On the Monday, Angel picked up Jackie early. Tony The Tooth came along too, in case of any aggravation. They plotted up not far from Tubby’s gran’s place, and waited for the Commer van to appear. “Follow a couple of cars behind, ” Jackie told Angel. “That van will never make it to Lewisham, Ashton’s sure about that.” When the car in front of Tubby turned sharply, it was a gift. The Commer stalled, and there was no chance that it would start again, not in this life. Angel pulled into the housing estate, parking up where they could watch Tubby. They saw him run across to the phone box, and guessed that he was calling Eddie. He was soon back, sitting in the van again. “If he stays with it now, I’ll just clump him one, and lock him in the back, shall I? ” Suggested Tony.
Tony The Tooth had a lot more than one tooth left. He had lots of teeth in fact, probably more than his fair share. And they stuck out, really stuck out. He could hardly close his mouth, for the huge set of railings that looked like they were about to fall out of it. Tony didn’t really like his name. He once considered asking everyone to call him Tony Hampsteads instead. But he didn’t want anyone to think that he came from a poncy place like Hampstead, so he left it alone.
Jackie was considering the suggestion, when they saw Tubby get out. He slammed the door a few times, then checked the back doors. He walked off quickly, back up Ilderton Road in the direction of South Bermondsey Station. “Off you go, Tony.” Jackie smiled, handing The Tooth the spare keys he had got from Ashton. Tony was in and out in a flash, dropping the heavy bag in the boot of the Zodiac, before climbing into the back next to Jackie. By the time Angel had turned the car around, and started to head for the exit from the estate, Tubby was on his way back, clutching a paper bag. “Go north, Angel, we’ll take the long way.” Jackie hunched down in the seat as they passed Tubby at the junction. He had forgotten he had his hat on though, in all the excitement.
Short Phil closed the bolt cutters around the big toe on Tubby’s right foot, allowing the younger man to feel the pressure. Mad Eddie looked straight into his eyes. “Now, who did you fucking tell?”
Explanation of terms used.
Boozer. A pub. A Public House. A bar where drinks (and sometimes food) are sold.
Giving it the big one. Acting hard and tough. Talking loudly and boastfully.
Do him large. Beat him up very badly, or kill him.
Titfer. From Tit-For-Tat. (= Hat) Rhyming slang.
Kosher. Legal and correct.
A pull. A stop by the Police.
Commer. A medium panel van made by Chrysler UK, until 1979.
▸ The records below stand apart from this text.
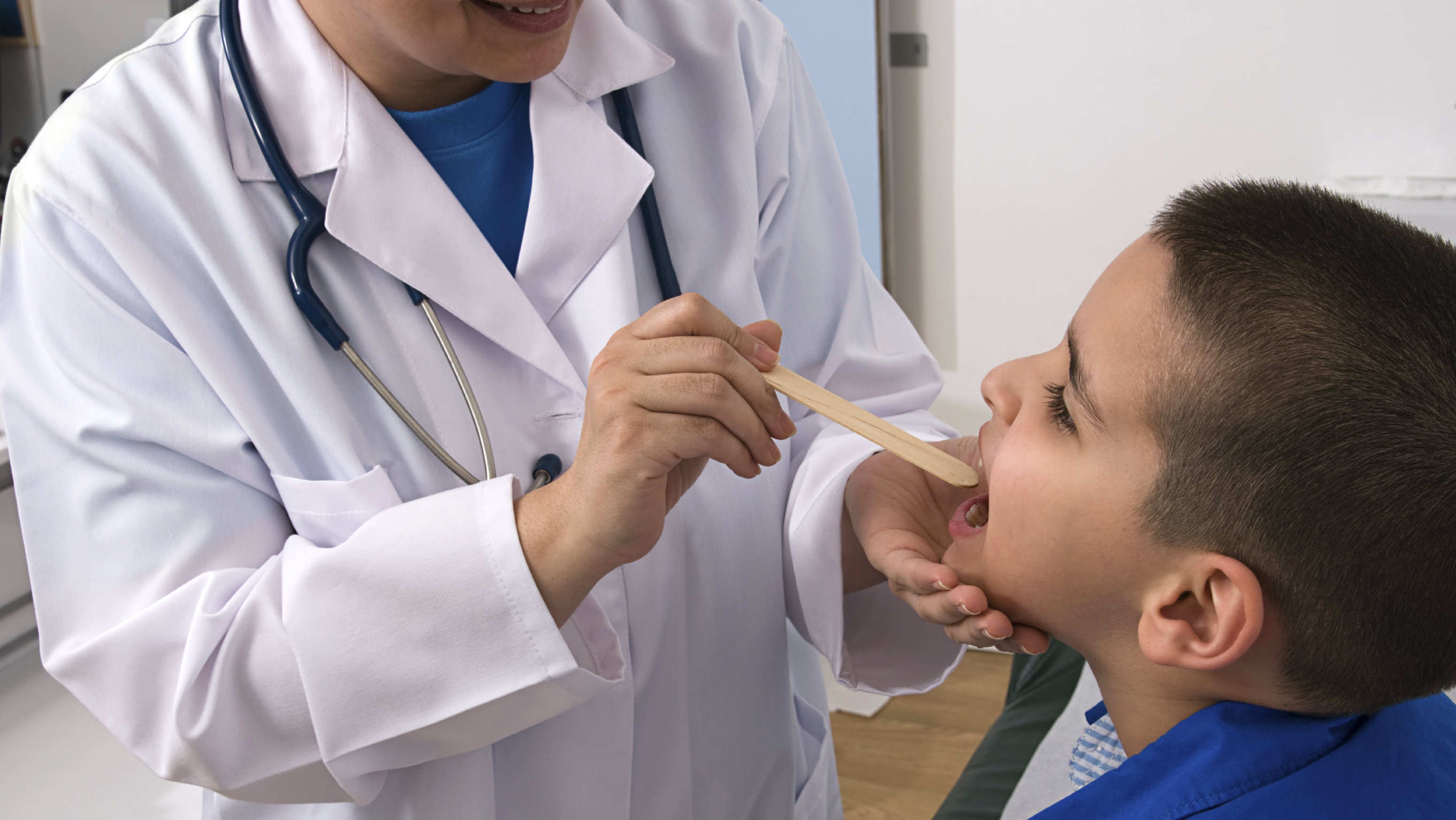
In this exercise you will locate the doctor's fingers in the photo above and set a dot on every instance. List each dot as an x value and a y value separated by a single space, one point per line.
692 315
682 437
944 608
714 356
712 397
978 633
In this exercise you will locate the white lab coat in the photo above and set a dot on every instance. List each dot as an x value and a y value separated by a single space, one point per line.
251 572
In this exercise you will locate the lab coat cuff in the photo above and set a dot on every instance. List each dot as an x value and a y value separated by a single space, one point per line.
433 605
873 640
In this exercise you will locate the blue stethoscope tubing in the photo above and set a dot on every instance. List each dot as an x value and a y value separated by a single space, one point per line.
310 215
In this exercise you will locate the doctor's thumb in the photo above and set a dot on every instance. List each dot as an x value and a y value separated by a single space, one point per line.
766 331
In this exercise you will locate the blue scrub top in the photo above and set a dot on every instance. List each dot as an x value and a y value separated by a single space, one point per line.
481 148
1237 761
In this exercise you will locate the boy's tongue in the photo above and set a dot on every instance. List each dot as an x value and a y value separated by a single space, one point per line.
979 512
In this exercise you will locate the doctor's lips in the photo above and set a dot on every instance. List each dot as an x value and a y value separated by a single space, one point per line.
538 17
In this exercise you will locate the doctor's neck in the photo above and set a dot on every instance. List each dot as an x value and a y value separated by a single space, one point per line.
421 55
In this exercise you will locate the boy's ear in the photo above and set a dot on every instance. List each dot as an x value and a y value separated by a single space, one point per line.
1203 615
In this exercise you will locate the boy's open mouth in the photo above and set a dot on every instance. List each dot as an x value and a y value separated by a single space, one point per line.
972 516
529 9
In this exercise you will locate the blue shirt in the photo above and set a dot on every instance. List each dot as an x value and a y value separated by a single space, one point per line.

Cut and Shut. Two damaged cars of the same make. The front of one welded to the rear of another.
Mums The Word. Say nothing about this.
Shtum. Staying silent. (Yiddish)
Shooters. Firearms, guns.
Zodiac. A large luxury saloon car made by Ford, until 1972.
A Ton. £100 ($155US)
Tools. Firearms, guns.
Fit up. To frame him for something he hadn’t done.
In the Nick. In prison.
Stringbacks. Driving gloves with leather palms, and woven backs.
Vauxhall Victor. A family saloon car made by General Motors, until 1976.
Wandsworth. A high security prison in that district of south-west London.
Hampsteads. From Hampstead Heath. (= Teeth) Rhyming slang.